El virus da a las 'biotech' la opción de demostrar su valía

Las vacunas de ARNm prometen mayor flexibilidad ante las epidemias e incluso enfrentarse al cáncer

Laboratorio de vacunas en Wuhan (China), en 2010.
Laboratorio de vacunas en Wuhan (China), en 2010.

La epidemia del nuevo coronavirus ha puesto las promesas no probadas de la ciencia bajo el microscopio. Estrellas de la biotecnología como la estadounidense Moderna, de 7.700 millones de dólares, presumen de una nueva tecnología que reduciría los costes y el tiempo para encontrar una vacuna. Mientras el mundo lucha por contener un nuevo virus mortal, tienen una rara oportunidad de probar una prueba de concepto.

Las epidemias son un mal negocio para las compañías farmacéuticas; detenerlas es arriesgado y caro. Teniendo en cuenta la aprobación de los reguladores, puede llevar años poner un medicamento en el mercado, a menudo después de que el brote se haya consumido.

La vacuna de Merck contra el ébola, por ejemplo, no recibió la aprobación de las autoridades de Estados Unidos hasta diciembre pasado, más de cinco años después de que la enfermedad alcanzara su punto máximo en el África occidental. Y aunque el tratamiento se desarrolle a tiempo, los políticos tienden a presionar a los productores para que mantengan bajos los precios.

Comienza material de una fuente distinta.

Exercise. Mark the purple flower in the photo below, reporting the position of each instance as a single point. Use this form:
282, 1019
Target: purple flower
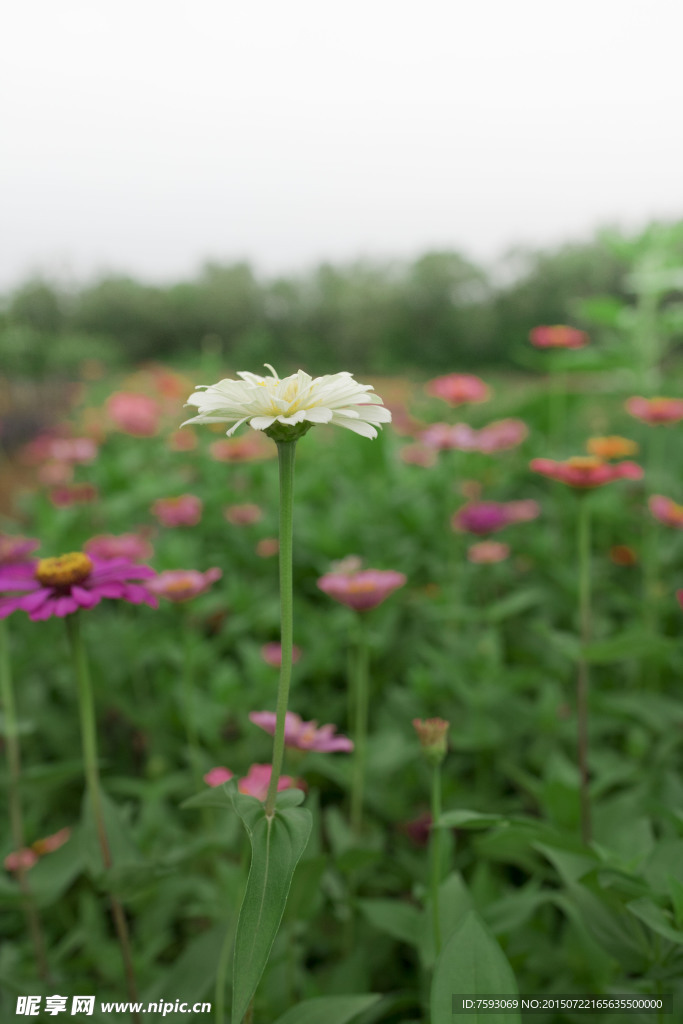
61, 586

Las empresas de biotecnología están buscando un remedio para el coronavirus de Wuhan. Aproximadamente una decena de grupos encabezan la batalla por desarrollar vacunas y tratamientos para la infección. La empresa Moderna, que cotiza en Nasdaq y tiene su sede en Massachussetts, y la alemana CureVac forman parte de un grupo especializado en el diseño de vacunas de vanguardia que utilizan el ARNm, un mensajero químico que contiene instrucciones para la fabricación de proteínas.

Dado que con ellas los científicos solo necesitan el código genético del virus para ponerse a trabajar, las vacunas de ARNm pueden desarrollarse con mayor rapidez y adaptarse a una serie de virus para permitir flexibilidad durante las epidemias de rápida evolución.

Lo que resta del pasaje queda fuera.